The embassy has also just lobbed in a planning application to Dublin City Council to upgrade its new premises. Among the alterations will be the restoration of a fireplace in the Ambassador's office (the current French Ambassador to Ireland is Emmanuelle D'Achon). All the carpets will be removed, with the floorboards cleaned and treated. A glass security door will be installed at the entrance. Rewiring and the installation of a new shower room also form part of the works.

The Punt notices that the building on Merrion Square was occupied in 1911 by High Court judge Walter Boyd, and Robert Boyd, who is listed as an assistant superintendent of the Indian police force. Five servants were also resident – one for each family member. One suspects the French Embassy staff will not be waited on hand and foot in the same manner.

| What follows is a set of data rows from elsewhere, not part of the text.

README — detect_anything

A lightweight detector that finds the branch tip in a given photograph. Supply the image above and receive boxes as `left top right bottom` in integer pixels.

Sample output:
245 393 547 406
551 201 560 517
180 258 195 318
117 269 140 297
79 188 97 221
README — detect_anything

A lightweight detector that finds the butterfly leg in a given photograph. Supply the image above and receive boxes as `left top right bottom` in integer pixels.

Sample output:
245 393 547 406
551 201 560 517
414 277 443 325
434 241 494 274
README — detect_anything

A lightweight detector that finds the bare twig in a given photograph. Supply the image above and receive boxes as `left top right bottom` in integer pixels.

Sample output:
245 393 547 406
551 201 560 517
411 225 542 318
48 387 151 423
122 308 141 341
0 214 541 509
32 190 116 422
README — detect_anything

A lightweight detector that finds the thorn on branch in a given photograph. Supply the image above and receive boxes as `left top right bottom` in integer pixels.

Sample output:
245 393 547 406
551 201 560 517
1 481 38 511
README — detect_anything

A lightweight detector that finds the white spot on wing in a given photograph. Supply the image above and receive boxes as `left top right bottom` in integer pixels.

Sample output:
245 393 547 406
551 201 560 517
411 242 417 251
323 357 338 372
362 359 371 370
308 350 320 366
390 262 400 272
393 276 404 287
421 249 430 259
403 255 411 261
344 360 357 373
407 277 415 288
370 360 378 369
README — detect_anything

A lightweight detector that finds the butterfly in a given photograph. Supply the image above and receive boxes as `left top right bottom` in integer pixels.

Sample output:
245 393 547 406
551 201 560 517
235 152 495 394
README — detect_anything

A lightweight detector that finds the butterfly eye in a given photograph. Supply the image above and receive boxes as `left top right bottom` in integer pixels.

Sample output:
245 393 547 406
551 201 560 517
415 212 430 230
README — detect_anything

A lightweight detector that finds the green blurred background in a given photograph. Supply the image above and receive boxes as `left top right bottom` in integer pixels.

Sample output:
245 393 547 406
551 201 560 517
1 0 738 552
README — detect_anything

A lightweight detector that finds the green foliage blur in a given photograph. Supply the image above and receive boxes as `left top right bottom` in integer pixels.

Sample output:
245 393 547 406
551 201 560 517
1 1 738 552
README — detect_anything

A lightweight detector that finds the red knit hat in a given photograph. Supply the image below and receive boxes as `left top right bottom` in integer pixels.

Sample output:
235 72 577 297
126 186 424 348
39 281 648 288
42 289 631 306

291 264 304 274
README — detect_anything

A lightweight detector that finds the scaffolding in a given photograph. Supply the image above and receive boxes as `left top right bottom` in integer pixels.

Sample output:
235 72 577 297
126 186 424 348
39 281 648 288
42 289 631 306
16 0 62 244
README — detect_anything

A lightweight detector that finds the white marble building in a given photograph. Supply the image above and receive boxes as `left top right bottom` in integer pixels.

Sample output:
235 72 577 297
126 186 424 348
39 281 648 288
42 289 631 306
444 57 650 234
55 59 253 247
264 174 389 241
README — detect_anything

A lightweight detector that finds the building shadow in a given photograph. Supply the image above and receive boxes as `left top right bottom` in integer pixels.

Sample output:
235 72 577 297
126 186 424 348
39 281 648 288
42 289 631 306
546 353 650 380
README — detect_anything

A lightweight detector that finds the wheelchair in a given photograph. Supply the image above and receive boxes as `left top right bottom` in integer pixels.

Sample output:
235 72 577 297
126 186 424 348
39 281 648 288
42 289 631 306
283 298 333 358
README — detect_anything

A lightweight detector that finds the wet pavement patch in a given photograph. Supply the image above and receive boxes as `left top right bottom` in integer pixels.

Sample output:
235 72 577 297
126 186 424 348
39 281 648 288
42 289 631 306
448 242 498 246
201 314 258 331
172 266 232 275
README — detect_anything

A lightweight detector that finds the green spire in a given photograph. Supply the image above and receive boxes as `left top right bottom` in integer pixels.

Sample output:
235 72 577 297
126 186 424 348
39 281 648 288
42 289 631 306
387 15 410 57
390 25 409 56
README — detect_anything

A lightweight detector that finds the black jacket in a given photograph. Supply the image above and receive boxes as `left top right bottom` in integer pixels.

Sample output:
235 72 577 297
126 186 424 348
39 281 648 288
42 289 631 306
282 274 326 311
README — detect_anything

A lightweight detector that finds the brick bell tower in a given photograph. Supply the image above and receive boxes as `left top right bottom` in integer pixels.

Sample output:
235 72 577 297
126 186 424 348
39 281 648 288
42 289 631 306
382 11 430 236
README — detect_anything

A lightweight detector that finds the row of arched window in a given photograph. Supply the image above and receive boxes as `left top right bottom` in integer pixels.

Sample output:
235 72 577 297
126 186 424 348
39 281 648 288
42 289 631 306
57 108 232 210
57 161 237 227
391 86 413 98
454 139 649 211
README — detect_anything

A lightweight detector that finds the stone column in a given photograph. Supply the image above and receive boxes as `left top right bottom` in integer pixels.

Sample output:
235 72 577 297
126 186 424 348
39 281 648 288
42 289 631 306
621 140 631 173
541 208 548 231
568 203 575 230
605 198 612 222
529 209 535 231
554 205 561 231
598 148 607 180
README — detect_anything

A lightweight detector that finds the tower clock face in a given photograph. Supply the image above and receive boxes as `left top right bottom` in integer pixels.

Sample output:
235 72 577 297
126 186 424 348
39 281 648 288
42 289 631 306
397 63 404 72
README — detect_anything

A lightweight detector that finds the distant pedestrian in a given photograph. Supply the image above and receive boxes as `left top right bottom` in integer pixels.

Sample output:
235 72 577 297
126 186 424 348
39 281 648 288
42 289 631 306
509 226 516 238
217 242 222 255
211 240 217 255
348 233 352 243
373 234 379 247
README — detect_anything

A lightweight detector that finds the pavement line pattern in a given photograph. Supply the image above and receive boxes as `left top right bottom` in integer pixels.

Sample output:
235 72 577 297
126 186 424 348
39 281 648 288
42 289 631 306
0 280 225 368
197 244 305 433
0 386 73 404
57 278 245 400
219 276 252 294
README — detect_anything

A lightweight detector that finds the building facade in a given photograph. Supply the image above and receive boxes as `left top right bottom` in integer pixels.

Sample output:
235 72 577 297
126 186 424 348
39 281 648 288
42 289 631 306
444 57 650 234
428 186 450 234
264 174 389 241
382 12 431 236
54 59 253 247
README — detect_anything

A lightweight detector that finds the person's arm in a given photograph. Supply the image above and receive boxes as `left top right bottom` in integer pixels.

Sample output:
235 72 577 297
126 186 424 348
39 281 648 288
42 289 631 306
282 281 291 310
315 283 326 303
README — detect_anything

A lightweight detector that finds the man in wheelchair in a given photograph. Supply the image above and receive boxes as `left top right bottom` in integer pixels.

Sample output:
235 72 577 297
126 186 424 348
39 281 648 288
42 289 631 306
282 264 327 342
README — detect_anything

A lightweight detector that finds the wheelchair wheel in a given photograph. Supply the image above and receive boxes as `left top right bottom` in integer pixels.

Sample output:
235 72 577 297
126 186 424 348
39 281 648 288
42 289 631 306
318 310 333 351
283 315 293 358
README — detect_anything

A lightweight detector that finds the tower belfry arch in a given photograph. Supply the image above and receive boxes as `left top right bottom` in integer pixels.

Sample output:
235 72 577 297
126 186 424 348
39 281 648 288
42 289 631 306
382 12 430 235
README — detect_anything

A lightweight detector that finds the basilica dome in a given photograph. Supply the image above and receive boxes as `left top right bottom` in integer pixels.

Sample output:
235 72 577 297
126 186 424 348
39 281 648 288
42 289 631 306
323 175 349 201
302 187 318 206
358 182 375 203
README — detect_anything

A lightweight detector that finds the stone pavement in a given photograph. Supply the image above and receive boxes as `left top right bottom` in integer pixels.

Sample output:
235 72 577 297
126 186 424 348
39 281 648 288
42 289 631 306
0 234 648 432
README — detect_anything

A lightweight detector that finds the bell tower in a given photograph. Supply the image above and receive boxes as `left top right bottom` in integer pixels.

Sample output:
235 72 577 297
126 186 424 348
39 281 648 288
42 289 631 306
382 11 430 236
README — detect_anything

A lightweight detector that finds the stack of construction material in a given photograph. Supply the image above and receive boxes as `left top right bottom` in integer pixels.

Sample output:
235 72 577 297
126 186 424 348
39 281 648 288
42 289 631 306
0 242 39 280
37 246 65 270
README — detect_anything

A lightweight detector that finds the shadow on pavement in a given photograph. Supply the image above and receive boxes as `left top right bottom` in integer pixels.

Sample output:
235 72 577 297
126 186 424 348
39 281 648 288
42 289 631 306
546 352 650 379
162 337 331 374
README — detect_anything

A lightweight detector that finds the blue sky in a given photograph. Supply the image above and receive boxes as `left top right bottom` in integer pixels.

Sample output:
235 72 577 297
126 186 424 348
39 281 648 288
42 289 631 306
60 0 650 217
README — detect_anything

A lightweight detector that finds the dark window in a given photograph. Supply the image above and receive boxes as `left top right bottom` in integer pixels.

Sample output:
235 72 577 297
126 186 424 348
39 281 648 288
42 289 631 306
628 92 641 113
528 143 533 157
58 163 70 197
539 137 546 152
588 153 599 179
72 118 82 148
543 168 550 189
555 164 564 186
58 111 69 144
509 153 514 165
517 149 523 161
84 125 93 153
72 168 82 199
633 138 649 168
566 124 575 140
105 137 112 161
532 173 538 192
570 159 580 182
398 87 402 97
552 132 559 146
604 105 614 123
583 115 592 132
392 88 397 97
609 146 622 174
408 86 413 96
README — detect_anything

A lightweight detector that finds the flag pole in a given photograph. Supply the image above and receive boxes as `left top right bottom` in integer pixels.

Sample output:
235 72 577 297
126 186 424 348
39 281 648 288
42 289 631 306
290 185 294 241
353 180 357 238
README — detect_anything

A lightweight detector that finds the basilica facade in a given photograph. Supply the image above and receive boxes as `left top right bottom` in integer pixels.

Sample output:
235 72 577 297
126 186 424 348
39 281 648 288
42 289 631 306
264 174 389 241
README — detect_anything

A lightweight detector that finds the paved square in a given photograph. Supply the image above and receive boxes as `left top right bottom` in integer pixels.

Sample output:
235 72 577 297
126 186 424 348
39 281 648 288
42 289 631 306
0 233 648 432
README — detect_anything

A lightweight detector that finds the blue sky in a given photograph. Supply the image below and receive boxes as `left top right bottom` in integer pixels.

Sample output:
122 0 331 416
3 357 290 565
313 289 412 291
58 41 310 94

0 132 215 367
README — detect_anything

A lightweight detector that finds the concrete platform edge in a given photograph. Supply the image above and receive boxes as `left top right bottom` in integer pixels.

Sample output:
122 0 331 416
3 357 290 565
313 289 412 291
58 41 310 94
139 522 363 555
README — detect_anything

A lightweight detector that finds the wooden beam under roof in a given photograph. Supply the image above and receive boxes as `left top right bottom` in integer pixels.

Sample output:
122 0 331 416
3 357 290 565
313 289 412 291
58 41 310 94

Take-off at last for Cityjet sale

After two years, the sale of Cityjet gets its final drumroll this week. Air France-KLM had the Dublin-based airline up for sale as it cut costs and refocused its own strategy. On Thursday morning, Cityjet and its new owner, Germany-based Intro Aviation, will hold a briefing about the just finalised acquisition and what it means for the Dublin carrier.

Cityjet boss Christine Ourmieres, who had been an executive with Air France before being parachuted in to run Cityjet a few years ago, will be holding court in the Marker Hotel along with Intro chairman and CEO Hans Rudolf Wohrl.

Intro Aviation has said that Cityjet will remain based in Dublin, while a fleet renewal programme is on the top of the agenda. Cityjet will also continue to service some flights from Paris on behalf of Air France. Speaking to The Punt earlier this month, Ms Ourmieres was optimistic for Cityjet's fortunes. She acknowledged the losses, but said freedom to now sell its tickets how it likes and some operational changes will bear dividends.

What would be really interesting to know is how much Intro actually paid for Cityjet. Air France-KLM has pumped money into the airline, with its finance unit even stumping up about €40m on the very day last December that Intro made a firm offer to buy Cityjet.